2. It receives models and keys from clients (Steps ⑤).
3. **Step ⑥ - Layer-wise projection:** The received models undergo a projection operation, resulting in a `Projection vector`. This is likely a dimensionality reduction or feature extraction step.
4. **Step ⑦ - Cluster analysis:** The projected vectors are clustered using `K-Means` based on `Cosine similarity`. The goal is to identify the `Top K-1 clusters`, presumably to isolate potentially malicious model updates.
5. **Step ⑧ - Aggregation:** The models from the identified benign clusters are aggregated using a function labeled `DEFE: AggDec` to produce an updated `Global model`. This new global model is then sent back to clients (Step ①), completing the cycle.
**Client-Side Workflow (Bottom Regions):**
* **Benign Clients:** Follow a standard secure training protocol: receive global model -> train locally -> encrypt model (`DEFE: Encrypt`) -> generate a functional key (`DEFE: FunKeyGen`) -> send encrypted model and key to server.
* **Malicious Clients:** Follow a similar technical flow but with a critical difference: their `Model training` (Step ②) incorporates a `Label-flipping attack & Gaussian attack`. Their output is a poisoned model, which is then encrypted and sent to the server alongside a functional key, mimicking the benign clients' communication pattern.
### Key Observations
1. **Symmetry in Communication:** Both benign and malicious clients perform identical post-training steps (encryption, key generation).
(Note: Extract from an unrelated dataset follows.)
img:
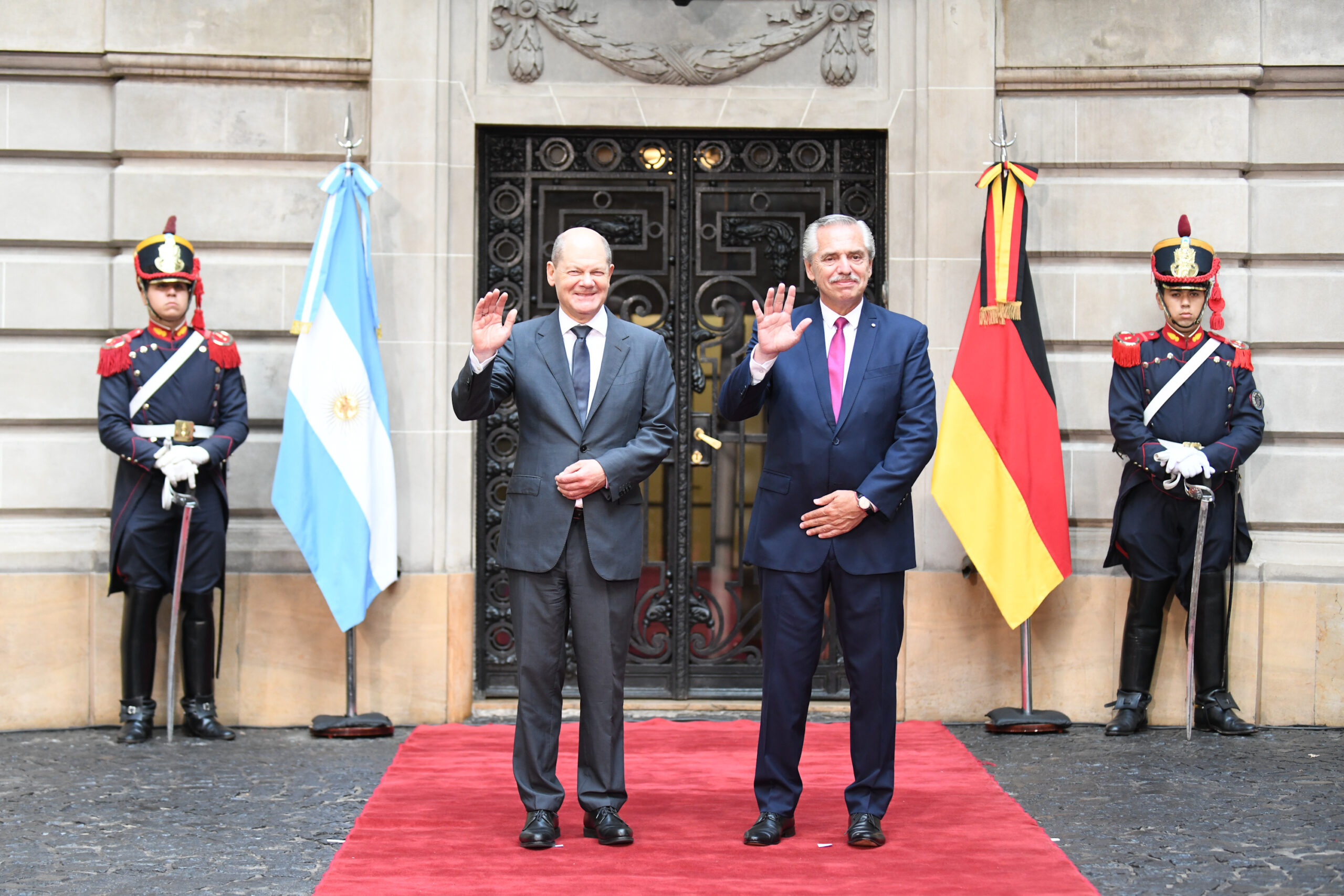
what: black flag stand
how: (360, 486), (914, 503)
(308, 626), (393, 737)
(985, 619), (1074, 735)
This makes it difficult for the server to distinguish them based on communication protocol alone.
2. **Centralized Defense Mechanism:** The core defense lies entirely within the server's `Cluster analysis` (Step ⑦). The system assumes that malicious model updates will be statistically different enough (after projection) to form separate clusters, allowing the server to exclude them (`Top K-1 clusters`) before aggregation.
3. **Attack Specification:** The diagram explicitly names two attack vectors: `Label-flipping attack` (changing training data labels) and `Gaussian attack` (adding Gaussian noise to model updates).
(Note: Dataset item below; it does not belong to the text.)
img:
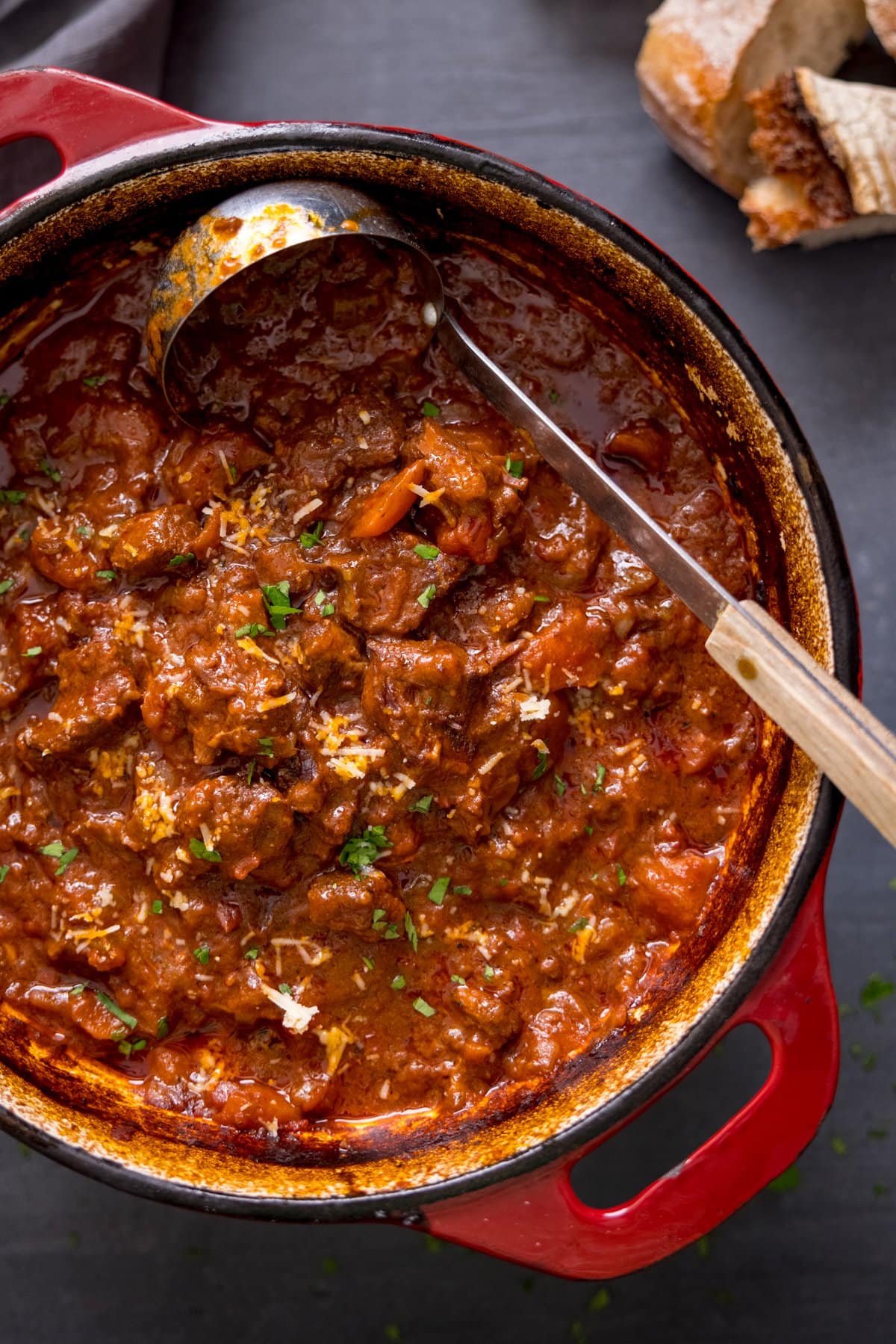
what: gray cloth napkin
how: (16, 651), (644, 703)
(0, 0), (175, 205)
4. **Notation:** The malicious client is denoted mathematically as `c*`, belonging to a set `{j+1, ..., I}`, suggesting a system with `I` total clients where the last `I-j` clients are malicious.
### Interpretation
This diagram presents a **defense-in-depth strategy for federated learning**. It addresses two critical challenges simultaneously:
* **Privacy:** Achieved through the `DEFE` (likely an acronym for a specific encryption scheme) processes (`Encrypt`, `FunKeyGen`, `AggDec`), which ensure the server cannot inspect raw model updates.
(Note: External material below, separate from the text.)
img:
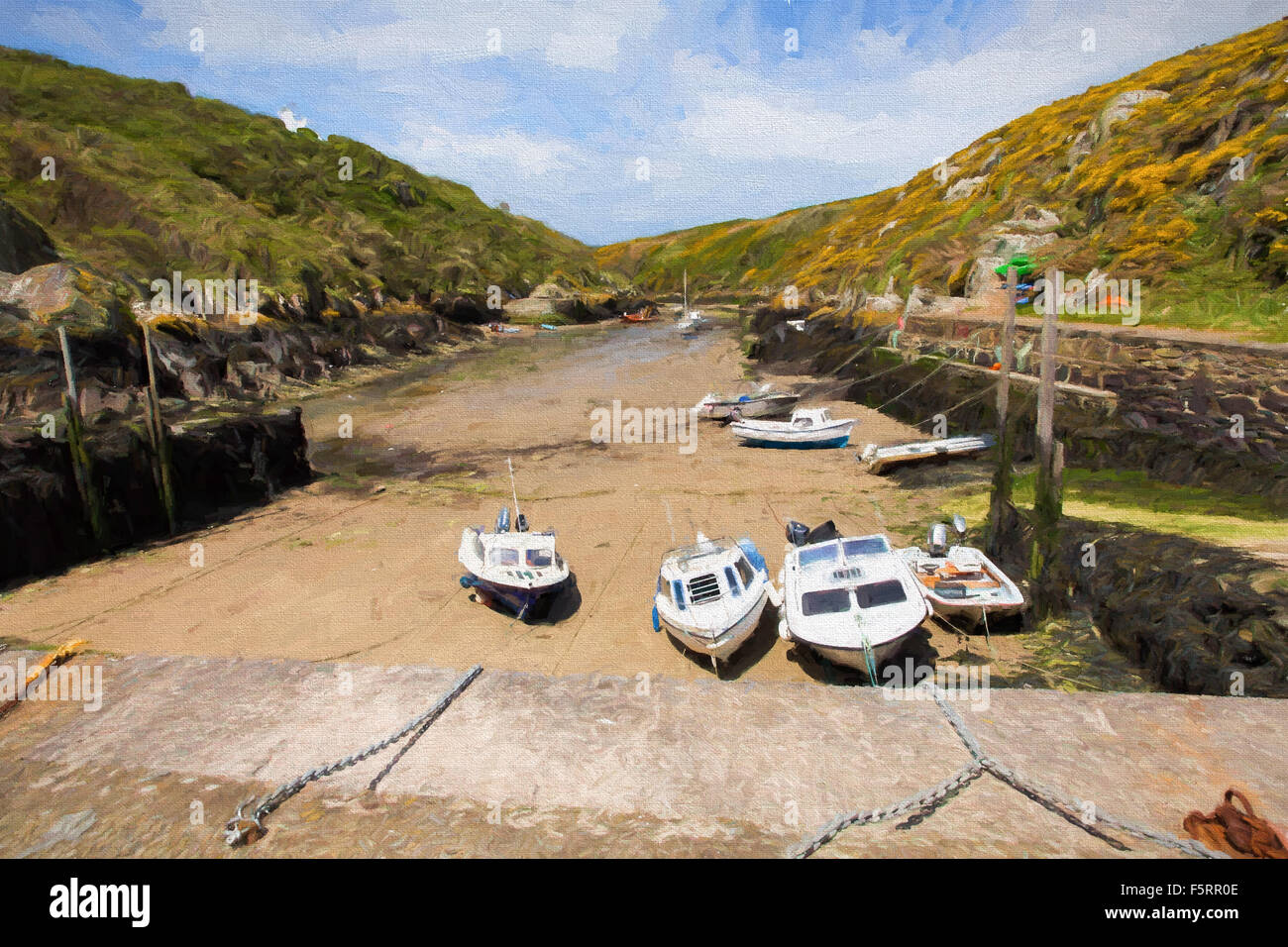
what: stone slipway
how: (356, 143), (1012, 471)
(0, 652), (1288, 856)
* **Robustness:** Achieved through the `Layer-wise projection` and `K-Means clustering` pipeline. The core hypothesis is that malicious model updates, even when encrypted, will project into a different region of the feature space than benign ones. By clustering in this space and aggregating only the largest cluster(s) (`Top K-1`), the server can dilute or exclude the influence of poisoned models.
The system's effectiveness hinges on the assumption that the projection and clustering can reliably separate benign from malicious updates *without* decrypting them. The inclusion of a `Functional key` for each client suggests it may be used in the secure aggregation decryption process (`AggDec`) or to verify client authenticity. The diagram effectively communicates a complex, multi-stage protocol where privacy and security are interwoven rather than treated as separate concerns.